Canada’s leadership class is in fear of a rogue U.S. and still suffers an inferiority complex, though Canada has long punched above its weight in economic development.

As it happens, and as RBC acknowledges, Canada does not lack for money. RBC calculates that Corporate Canada, financial services excluded, has more than $1 trillion of idle cash on its balance sheet — what Carney has called “dead money.”

And Canada’s pension funds and asset managers together command another nearly $10 trillion in capital.

But for the past decade, a period RBC describes as “an unprecedented capital recession,” more money has been draining out of Canada than pumped into it, a total shortfall of about $1 trillion since 2015.

A great deal of the Canadian pension funds and asset managers’ money is invested offshore.

And a lack of competition in a Canadian economy dominated by oligopolies (including banking, RBC take note) helps account for weak business investment in everything from productivity-enhancing modern equipment to R&D and worker upskilling.

That deficiency is real. “The core problem is that business investment in Canada has been flat for the last decade,” Carney said in a Toronto speech in November. “We have stopped taking risks.”

But that challenge won’t be adequately addressed by RBC’s immodest proposal to “shape a new and prosperous Canada” by directing $1.8 trillion of domestic, foreign and state money into six selected industrial sectors over the next decade.

The biggest of RBC’s favoured sectors, oil and gas, accounts for $705 billion, or about 40 per cent, of its proposed capital infusion.

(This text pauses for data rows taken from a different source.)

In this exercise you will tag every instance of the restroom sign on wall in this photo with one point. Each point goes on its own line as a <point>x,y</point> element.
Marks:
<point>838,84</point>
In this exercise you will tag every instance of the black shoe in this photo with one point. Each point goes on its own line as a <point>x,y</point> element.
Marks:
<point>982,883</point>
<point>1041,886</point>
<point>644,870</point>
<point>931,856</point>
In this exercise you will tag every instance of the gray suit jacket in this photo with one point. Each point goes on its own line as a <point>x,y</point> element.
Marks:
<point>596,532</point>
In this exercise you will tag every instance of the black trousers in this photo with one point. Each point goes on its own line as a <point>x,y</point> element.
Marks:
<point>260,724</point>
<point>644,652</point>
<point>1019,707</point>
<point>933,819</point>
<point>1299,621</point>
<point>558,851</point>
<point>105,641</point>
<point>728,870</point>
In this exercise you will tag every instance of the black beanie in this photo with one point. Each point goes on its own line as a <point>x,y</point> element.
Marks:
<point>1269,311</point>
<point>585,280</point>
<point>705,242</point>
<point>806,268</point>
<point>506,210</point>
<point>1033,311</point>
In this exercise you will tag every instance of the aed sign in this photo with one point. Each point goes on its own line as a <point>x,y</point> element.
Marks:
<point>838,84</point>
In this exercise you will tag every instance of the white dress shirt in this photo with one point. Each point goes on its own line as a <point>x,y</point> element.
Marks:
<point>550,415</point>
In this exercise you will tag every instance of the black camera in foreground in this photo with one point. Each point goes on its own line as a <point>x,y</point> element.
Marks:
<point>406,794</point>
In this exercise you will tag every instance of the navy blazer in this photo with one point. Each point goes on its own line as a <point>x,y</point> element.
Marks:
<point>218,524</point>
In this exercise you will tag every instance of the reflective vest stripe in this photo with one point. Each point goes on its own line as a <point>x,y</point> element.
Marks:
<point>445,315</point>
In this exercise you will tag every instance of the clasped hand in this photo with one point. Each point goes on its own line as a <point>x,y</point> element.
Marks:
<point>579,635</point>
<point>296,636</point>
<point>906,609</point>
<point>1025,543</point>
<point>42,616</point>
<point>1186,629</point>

But in calling for new oil pipelines, increased oil and gas production, and more liquefied natural gas (LNG) terminals, RBC would have Canada double down on the same volatile petroleum sector that is largely responsible for the capital drain.

International investment in the sector fell after 2015 when the world oil price dropped and as offshore investors shifted away from fossil fuels, shedding their Canadian oilsands investments.

RBC also lauds Canada’s pledge to boost defence spending to five per cent of GDP by 2035 — a near tripling of military expenditures. Among other benefits, a much bigger defence budget “enables Canada to contribute to NATO’s collective defence,” says RBC.

Here again there’s reason for doubt.

Defence spending is notoriously underwhelming as a source of economic stimulus.

And NATO, basically a branch of the Pentagon, has been ineffectual in the two current conflicts most alarming to Canada — Russia’s invasion of Ukraine and America’s provocation of Iran, in partnership with Israel, to bottle up more than one-fifth of the world’s oil and gas production in the Persian Gulf. The Middle East crisis has driven up Canadian food and fuel prices, worsening our cost-of-living crisis.

RBC makes a commendable case for increased investment in electricity capacity, agricultural and food processing, metals and minerals, and space, in which Canada can build on existing strengths.

But the investment sums it proposes for those sectors are small compared to oil and gas save for building a 21st-century power system ($670 billion).

What’s most disappointing about the prevailing preoccupation with making Canada an industrial and energy superpower is that this vision of Canada’s future ignores necessary investments in social goods — namely, health care, education, affordable housing and public transit.

All of those are essential to Canada’s future prosperity. And all are underfunded.

The six sectors highlighted by RBC together account for less than 10 per cent of the economy. By contrast, public sector activity accounted for almost half of nominal GDP (47.2 per cent) in 2024.

The public sector, and non-profit organizations and volunteerism that aren’t captured in GDP statistics, have the added benefit of being beyond the reach of U.S. tariffs.

Striving for greater industrial sovereignty is a worthwhile ambition. But it can’t come at the expense of social investments that underpin Canadians’ well-being.

The visiting financiers won’t be scouting for investment opportunities in Canadian health care, education, housing and daycare. A summit on those pressing needs is long overdue.